“A lot of people mistake a short memory for a clear conscience.” –Doug Larson
I think too much. I know. And my thinking gets me into all kinds of trouble! For instance, I am beginning to think that striving for a clear conscience is psychobabble bullshit. Our conscience is the inner voice acting as a guide to choose right conduct over wrong conduct. Fine. What if someone insists their actions are righteous? A rationale explanation is created ‘cause it’s their story and they’re sticking to it. Anyone who has been in a relationship with an alcoholic or philander knows what I’m talking about. So I started to think maybe having a clear social conscience makes for better behaving human beings.

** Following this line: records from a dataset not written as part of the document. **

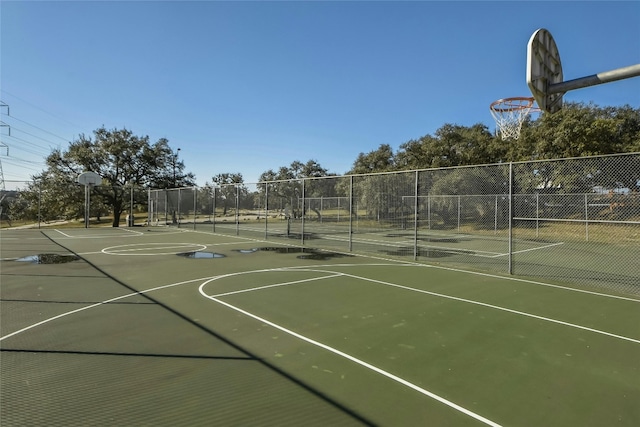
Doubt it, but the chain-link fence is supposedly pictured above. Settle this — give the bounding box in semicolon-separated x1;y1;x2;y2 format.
0;180;148;228
150;153;640;294
1;153;640;294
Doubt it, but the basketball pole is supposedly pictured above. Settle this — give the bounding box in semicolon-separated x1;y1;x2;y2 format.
547;64;640;93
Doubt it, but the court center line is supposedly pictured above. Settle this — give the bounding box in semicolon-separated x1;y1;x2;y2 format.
200;290;501;427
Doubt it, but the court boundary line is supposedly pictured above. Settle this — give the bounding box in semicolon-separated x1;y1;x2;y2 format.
198;270;640;344
53;227;144;239
185;230;640;303
0;260;640;427
200;280;501;427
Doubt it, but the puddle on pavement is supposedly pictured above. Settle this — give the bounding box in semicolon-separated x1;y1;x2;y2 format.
16;254;80;264
177;251;224;259
238;246;353;261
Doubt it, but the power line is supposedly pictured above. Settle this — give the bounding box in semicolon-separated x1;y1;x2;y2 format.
0;89;82;129
2;116;68;142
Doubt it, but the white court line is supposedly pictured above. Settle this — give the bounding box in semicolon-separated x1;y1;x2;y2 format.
489;242;564;258
212;270;343;298
101;243;207;256
181;230;640;302
336;270;640;344
0;260;640;426
53;228;144;239
200;282;500;427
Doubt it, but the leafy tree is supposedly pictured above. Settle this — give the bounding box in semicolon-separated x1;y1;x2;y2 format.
348;144;395;174
258;160;334;221
23;127;194;227
395;123;500;169
211;173;251;215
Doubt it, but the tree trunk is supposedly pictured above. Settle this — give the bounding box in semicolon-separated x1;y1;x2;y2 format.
111;200;122;227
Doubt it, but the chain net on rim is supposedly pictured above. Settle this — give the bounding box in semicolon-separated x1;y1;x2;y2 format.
489;97;539;140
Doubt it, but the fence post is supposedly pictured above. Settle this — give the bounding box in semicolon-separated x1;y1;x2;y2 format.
38;182;42;230
458;195;460;233
211;187;218;233
193;185;198;230
536;193;540;237
236;184;240;236
349;175;353;252
264;182;269;240
416;171;420;261
584;193;589;242
493;194;498;234
508;162;513;274
300;178;306;246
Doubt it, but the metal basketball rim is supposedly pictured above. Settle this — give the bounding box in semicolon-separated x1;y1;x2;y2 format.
489;96;540;141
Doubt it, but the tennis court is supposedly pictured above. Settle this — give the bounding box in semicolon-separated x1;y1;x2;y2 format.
0;227;640;426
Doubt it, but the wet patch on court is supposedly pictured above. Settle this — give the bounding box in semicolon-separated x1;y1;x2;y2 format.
176;251;225;259
274;233;318;240
237;246;353;261
382;246;475;258
16;254;80;264
417;237;460;243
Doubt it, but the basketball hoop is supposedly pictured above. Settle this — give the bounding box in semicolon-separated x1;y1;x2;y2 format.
489;97;540;141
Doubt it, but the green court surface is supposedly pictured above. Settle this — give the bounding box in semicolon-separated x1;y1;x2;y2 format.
0;227;640;426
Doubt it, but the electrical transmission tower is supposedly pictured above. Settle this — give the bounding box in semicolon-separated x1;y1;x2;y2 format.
0;101;11;193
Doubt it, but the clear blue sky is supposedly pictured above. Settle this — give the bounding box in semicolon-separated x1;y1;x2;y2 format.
0;1;640;185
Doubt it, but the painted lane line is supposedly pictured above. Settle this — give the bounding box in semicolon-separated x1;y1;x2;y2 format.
338;270;640;344
211;270;343;298
200;285;500;427
491;242;564;258
0;277;210;341
102;243;207;256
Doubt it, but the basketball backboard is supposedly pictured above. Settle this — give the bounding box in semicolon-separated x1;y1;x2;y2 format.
78;171;102;186
527;28;564;113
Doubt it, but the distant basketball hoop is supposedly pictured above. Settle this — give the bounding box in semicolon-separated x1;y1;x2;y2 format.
77;171;102;186
77;171;102;228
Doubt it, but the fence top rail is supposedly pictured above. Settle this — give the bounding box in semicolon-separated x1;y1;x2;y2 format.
144;151;640;191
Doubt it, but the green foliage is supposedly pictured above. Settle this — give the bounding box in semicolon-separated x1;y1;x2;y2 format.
12;127;194;227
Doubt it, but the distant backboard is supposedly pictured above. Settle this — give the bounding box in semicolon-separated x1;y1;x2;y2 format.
527;28;564;113
78;171;102;186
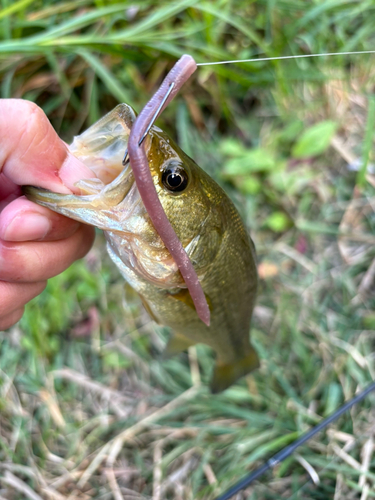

But then I started to think about all the shit people have done in the name of the social good or social values. Nhem En’s rationale was he was just a photographer. He didn’t do anything. It was the guards and other staff at S-21 who committed the atrocities. En only took the pictures. And if it wasn’t him, En said it would have been someone else. I am beginning to think that striving for a social conscience is psychobabble chicken shit.
For all this thinking I’m left with shit. What’s the alternative? Stop thinking. Or as the Eightfold Path guides us: Stop wasting mental capacity on wasteful thoughts. Fuck. That was easy! (Hey, where’s a Buddha Easy Button when you need one!)